"As kids, we always loved these. They were something that we had on holidays, especially Easter. All our aunts and our moms and our grandmother made ’em exactly the same way—stuffed with bread crumbs and grated cheese, and sometimes with pignoli nuts to make ’em a little fancier. They took a long time to make and called for a good amount of prep, but for special occasions, it was really worth it. So worth it that we named our pizzeria after the things. In the beginning, we wouldn’t even open the doors to the store if the stuffed artichokes weren’t ready and on the counter. After all, the name of the place is “Artichoke”—how could we not have the best stuffed artichokes in the city? We needed at least two big trays’ worth because they went so fast. No one had ever sold ’em like that before, like fast food, and people went nuts for ’em. No kidding!" - Francis Garcia and Salvatore Basille, authors of Staten Italy
Excerpted from the book Staten Italy by Francis Garcia and Salvatore Basille. Reprinted with permission from Grand Central Life and Style. All rights reserved.
Preheat the oven to 425 degrees F.
Mix the bread crumbs and pignoli nuts in a medium bowl until well blended. Set aside.
In a separate bowl, combine the chicken broth, olive oil, garlic, and parsley.

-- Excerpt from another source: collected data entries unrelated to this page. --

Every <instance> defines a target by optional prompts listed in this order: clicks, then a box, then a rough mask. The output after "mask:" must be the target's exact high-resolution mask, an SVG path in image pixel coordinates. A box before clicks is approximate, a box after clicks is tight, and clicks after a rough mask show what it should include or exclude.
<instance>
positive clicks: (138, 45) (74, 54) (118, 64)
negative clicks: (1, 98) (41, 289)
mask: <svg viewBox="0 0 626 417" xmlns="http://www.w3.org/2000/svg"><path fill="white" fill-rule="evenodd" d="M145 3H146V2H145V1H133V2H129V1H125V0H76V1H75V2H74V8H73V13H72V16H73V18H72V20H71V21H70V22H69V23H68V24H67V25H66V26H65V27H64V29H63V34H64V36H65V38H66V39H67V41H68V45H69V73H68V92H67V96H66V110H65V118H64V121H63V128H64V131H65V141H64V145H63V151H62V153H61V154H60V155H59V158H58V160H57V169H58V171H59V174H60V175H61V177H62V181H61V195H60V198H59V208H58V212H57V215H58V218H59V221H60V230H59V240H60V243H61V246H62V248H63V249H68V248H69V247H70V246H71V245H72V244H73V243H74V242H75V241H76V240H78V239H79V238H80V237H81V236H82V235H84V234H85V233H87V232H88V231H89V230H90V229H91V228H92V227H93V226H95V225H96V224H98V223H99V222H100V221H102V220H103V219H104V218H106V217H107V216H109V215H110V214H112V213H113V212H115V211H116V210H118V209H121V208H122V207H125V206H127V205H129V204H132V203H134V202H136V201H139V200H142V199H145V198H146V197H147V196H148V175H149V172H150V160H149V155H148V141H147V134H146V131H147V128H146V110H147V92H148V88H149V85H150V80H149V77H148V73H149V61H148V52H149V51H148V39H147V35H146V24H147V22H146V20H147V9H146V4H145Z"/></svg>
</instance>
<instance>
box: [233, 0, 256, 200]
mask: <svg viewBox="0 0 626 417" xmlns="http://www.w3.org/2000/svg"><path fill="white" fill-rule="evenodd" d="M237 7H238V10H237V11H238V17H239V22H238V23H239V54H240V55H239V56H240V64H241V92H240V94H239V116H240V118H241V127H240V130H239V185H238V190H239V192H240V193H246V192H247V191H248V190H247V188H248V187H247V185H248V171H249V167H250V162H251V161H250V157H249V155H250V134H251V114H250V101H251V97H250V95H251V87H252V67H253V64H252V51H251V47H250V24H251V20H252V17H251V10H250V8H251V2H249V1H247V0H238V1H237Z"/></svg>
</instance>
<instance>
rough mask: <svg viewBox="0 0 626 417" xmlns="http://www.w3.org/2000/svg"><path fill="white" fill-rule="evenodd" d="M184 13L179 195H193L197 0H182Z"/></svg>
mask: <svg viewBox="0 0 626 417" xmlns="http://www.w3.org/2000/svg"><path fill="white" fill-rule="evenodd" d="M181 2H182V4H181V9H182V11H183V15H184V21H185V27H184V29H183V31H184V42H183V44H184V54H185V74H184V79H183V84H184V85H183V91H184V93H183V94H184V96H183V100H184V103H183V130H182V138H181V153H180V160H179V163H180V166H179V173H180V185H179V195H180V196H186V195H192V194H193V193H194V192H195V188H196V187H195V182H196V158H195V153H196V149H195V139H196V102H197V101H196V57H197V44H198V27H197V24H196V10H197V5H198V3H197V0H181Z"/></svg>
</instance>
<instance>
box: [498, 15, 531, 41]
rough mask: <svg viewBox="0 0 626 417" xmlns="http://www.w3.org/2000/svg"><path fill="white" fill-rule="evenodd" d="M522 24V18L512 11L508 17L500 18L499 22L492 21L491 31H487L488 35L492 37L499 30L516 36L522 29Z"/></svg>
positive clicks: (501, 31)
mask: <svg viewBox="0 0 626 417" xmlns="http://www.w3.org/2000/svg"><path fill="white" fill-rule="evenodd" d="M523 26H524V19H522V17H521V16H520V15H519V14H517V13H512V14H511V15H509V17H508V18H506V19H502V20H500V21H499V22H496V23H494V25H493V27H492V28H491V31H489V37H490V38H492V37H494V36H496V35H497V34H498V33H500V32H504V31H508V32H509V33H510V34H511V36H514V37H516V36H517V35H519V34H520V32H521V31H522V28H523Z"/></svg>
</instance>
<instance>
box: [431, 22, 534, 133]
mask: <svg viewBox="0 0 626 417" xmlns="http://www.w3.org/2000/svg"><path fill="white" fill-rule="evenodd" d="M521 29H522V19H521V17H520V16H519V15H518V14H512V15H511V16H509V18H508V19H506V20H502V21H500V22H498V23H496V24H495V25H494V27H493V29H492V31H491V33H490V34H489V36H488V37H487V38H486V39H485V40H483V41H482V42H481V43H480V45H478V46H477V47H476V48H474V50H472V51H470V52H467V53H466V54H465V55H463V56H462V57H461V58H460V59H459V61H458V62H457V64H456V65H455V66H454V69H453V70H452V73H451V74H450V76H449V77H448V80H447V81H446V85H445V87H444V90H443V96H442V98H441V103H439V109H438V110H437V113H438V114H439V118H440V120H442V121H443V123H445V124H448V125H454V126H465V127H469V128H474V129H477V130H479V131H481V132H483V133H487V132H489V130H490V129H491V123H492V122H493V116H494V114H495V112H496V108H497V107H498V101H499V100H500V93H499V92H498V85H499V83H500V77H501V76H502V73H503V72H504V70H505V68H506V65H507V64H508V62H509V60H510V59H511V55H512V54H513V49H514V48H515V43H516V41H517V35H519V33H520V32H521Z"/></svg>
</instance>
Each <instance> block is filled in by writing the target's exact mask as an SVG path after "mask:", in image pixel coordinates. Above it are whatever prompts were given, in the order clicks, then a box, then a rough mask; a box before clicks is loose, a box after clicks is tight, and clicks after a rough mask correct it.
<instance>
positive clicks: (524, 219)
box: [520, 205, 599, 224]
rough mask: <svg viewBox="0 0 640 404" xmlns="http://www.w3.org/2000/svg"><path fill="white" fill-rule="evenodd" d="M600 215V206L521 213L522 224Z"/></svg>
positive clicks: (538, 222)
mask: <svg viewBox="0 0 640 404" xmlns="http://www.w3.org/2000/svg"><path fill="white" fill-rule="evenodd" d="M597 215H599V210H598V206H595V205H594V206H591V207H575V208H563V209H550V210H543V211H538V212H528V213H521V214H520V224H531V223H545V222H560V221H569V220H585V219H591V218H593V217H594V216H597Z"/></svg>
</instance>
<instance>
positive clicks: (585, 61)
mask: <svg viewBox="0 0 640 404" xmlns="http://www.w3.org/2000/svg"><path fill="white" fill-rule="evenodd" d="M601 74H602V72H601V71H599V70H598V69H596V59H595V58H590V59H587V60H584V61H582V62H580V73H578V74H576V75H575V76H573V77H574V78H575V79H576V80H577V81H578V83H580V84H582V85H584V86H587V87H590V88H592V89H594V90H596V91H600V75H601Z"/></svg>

Reserve1 cup of the mixture in a separate bowl.
Trim the stems off the bottom of the artichokes and trim about 3 inches from the top (so almost half is trimmed off).
Stuff the bread crumb mixture between the artichoke leaves as tightly as possible.
Arrange the artichokes in a deep baking dish or roasting pan and then pour the chicken broth dressing into the bottom of the pan. It should come about halfway up the sides of the artichokes.
Cover the dish with foil and transfer to the oven. Cook for 1 hour, then remove the foil and cook, uncovered, for 15 minutes more, or until the artichokes and stuffing are golden brown. Before eating, ladle a little of the reserved stuffing over the artichokes. Serve with lemon wedges.